Se a crise estética possibilitou a construção de uma tradição cultural, ou seja, de uma identidade cultural brasileira, evidencia-se a necessidade, mais do que urgente, de que no Brasil se construa uma identidade filosófica. Longe de qualquer pretensão de cunho nacionalista, a necessidade de uma identidade filosófica visa dar forma aos aspectos gerais do ser e do sentido, mediante um diálogo prospectivo com a cultura de nosso país, de modo a nos permitir dizer palavras próprias e novas, cujos significados sejam, ao mesmo tempo, universais e particulares.


Notas
[1] A sentença inteira diz: “O homem é a medida de todas as coisas, das coisas que são o que são, e das coisas que não são o que não são” (Guthrie, 1971, 183).

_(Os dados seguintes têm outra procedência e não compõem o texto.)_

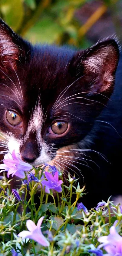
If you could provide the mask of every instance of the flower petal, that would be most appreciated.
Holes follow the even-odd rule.
[[[54,181],[53,175],[51,173],[50,173],[48,171],[45,171],[45,174],[46,179],[50,182],[51,182],[51,181]]]
[[[8,170],[8,168],[6,164],[0,164],[0,169],[4,169],[4,170]]]
[[[53,177],[55,181],[56,182],[58,182],[58,171],[56,171]]]
[[[14,160],[18,160],[18,158],[20,158],[20,155],[18,153],[16,153],[15,152],[15,150],[14,150],[12,151],[12,158]]]
[[[39,231],[38,229],[35,229],[31,233],[30,238],[36,241],[43,246],[49,246],[49,242],[42,234],[41,229]]]
[[[10,153],[5,154],[4,157],[4,159],[12,159],[12,156]]]
[[[59,186],[58,186],[57,187],[54,187],[53,188],[53,189],[54,190],[55,190],[56,191],[57,191],[57,192],[58,192],[58,193],[60,193],[62,191],[61,187],[60,185]]]
[[[22,237],[22,239],[24,239],[27,237],[29,238],[30,235],[31,235],[31,233],[30,231],[24,230],[20,232],[17,235],[18,236]]]
[[[31,232],[32,232],[36,228],[36,225],[31,220],[28,220],[26,222],[26,226],[28,230]]]
[[[60,179],[58,182],[59,185],[61,185],[61,184],[63,183],[63,181],[61,179]]]
[[[37,226],[38,228],[39,229],[40,229],[40,227],[42,223],[43,220],[44,218],[44,216],[43,216],[42,217],[41,217],[41,218],[40,218],[39,219],[37,222]]]

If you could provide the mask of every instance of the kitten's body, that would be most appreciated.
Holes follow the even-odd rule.
[[[119,59],[116,41],[84,51],[33,46],[0,23],[0,127],[5,145],[34,166],[64,168],[64,179],[68,171],[75,172],[89,192],[83,200],[86,206],[120,194],[121,56],[110,96]]]

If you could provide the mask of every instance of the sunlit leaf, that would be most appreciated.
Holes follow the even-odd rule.
[[[35,10],[36,7],[35,0],[25,0],[25,2],[32,10]]]

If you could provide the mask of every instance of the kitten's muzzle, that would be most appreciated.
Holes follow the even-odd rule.
[[[29,163],[33,163],[39,156],[36,143],[29,141],[25,143],[20,151],[22,160]]]

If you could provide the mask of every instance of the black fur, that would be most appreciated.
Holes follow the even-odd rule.
[[[85,183],[88,194],[83,199],[83,202],[85,201],[87,206],[94,206],[111,194],[120,194],[122,61],[120,55],[113,93],[119,57],[116,40],[104,40],[84,51],[66,46],[33,46],[16,35],[2,20],[0,23],[1,131],[9,137],[11,134],[14,135],[15,139],[24,139],[30,115],[32,113],[32,116],[39,98],[45,120],[41,135],[48,146],[49,157],[53,160],[57,150],[66,146],[75,149],[73,156],[77,158],[73,159],[71,168],[67,165],[66,171],[69,170],[73,175],[75,171],[76,176],[77,173],[80,175],[81,185]],[[6,46],[8,43],[8,41],[15,53],[6,52],[3,55],[3,37],[5,43],[8,40]],[[96,63],[98,68],[96,70],[90,62],[92,58],[92,63],[94,63],[93,59],[98,56]],[[15,95],[15,85],[20,93],[20,88],[15,70],[24,98],[19,102]],[[107,71],[109,76],[108,81],[104,76]],[[110,82],[111,77],[113,80]],[[65,91],[62,99],[66,100],[68,97],[71,99],[72,95],[74,96],[70,101],[60,105],[57,114],[53,106],[60,94],[61,96],[62,92]],[[66,105],[68,103],[70,104]],[[21,117],[21,125],[14,126],[7,122],[6,112],[12,109]],[[52,135],[48,132],[52,122],[57,120],[69,123],[68,131],[62,137]],[[31,132],[20,145],[20,152],[24,160],[33,162],[41,154],[42,146],[40,145],[39,148],[36,132]],[[81,149],[84,151],[77,150]],[[67,156],[72,156],[71,151]],[[79,159],[79,157],[85,159]]]

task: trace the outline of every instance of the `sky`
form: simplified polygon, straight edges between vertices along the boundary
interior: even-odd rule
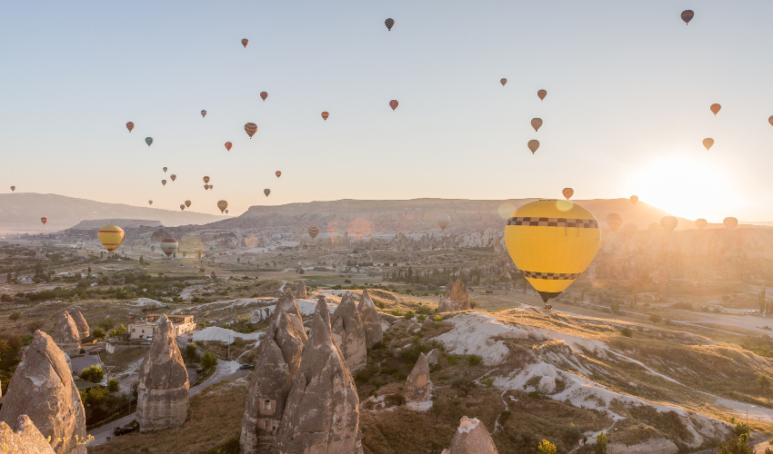
[[[771,16],[762,0],[0,2],[0,191],[238,214],[572,187],[773,221]]]

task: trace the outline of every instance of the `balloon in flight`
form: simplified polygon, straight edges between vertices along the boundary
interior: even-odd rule
[[[96,232],[99,242],[108,252],[113,252],[124,242],[126,233],[117,225],[105,225]]]
[[[249,138],[252,139],[252,136],[257,133],[257,124],[254,123],[248,123],[245,124],[245,132],[249,135]]]
[[[546,302],[560,295],[587,268],[600,242],[598,222],[571,202],[527,203],[505,226],[510,258]]]

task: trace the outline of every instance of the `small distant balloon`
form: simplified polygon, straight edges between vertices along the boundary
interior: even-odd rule
[[[252,136],[257,133],[257,124],[254,123],[248,123],[245,124],[245,132],[249,135],[249,138],[252,139]]]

[2] Segundo o Prof. Cerqueira: “No ensino de origem escolástica, a disputa (disputatio) surgiu como uma ampliação da questão (quaestio) e da leitura ou lição (lectio). Em função das dificuldades geradas pelo ensino escolar com base na leitura, surgiu a meditação (meditatio) no intuito de esclarecer dúvidas de interpretação. Daí vieram as glosas sob a forma de anotações interpostas e marginais feitas pelo próprio leitor. Da glosa resultou a exposição (expositio) enquanto o recurso a frases ou sentenças como chave de explicação do texto original. Como freqüentemente um texto filosófico se presta a diferentes interpretações, oferecendo então sentenças contrapostas, surgiu a questão como um gênero independente de problema teórico a resolver. Na discussão oral ou escrita de uma questão, a disputa se estabelecia entre alguém que defendia uma afirmação ou tese e outro que a impugnava, de modo que, à exceção das disputas entre os “dialéticos”, em geral procurava-se negar a tese contrária” (Cerqueira, 2002: 220).

[3] Não se pode deixar de chamar a atenção para a polêmica acerca do termo númeno, empregado pelo autor, algumas vezes, como algo distinto do conceito da coisa-em-si, e outras vezes como conceitos equivalentes, polêmica esta com a qual não iremos ocupar-nos.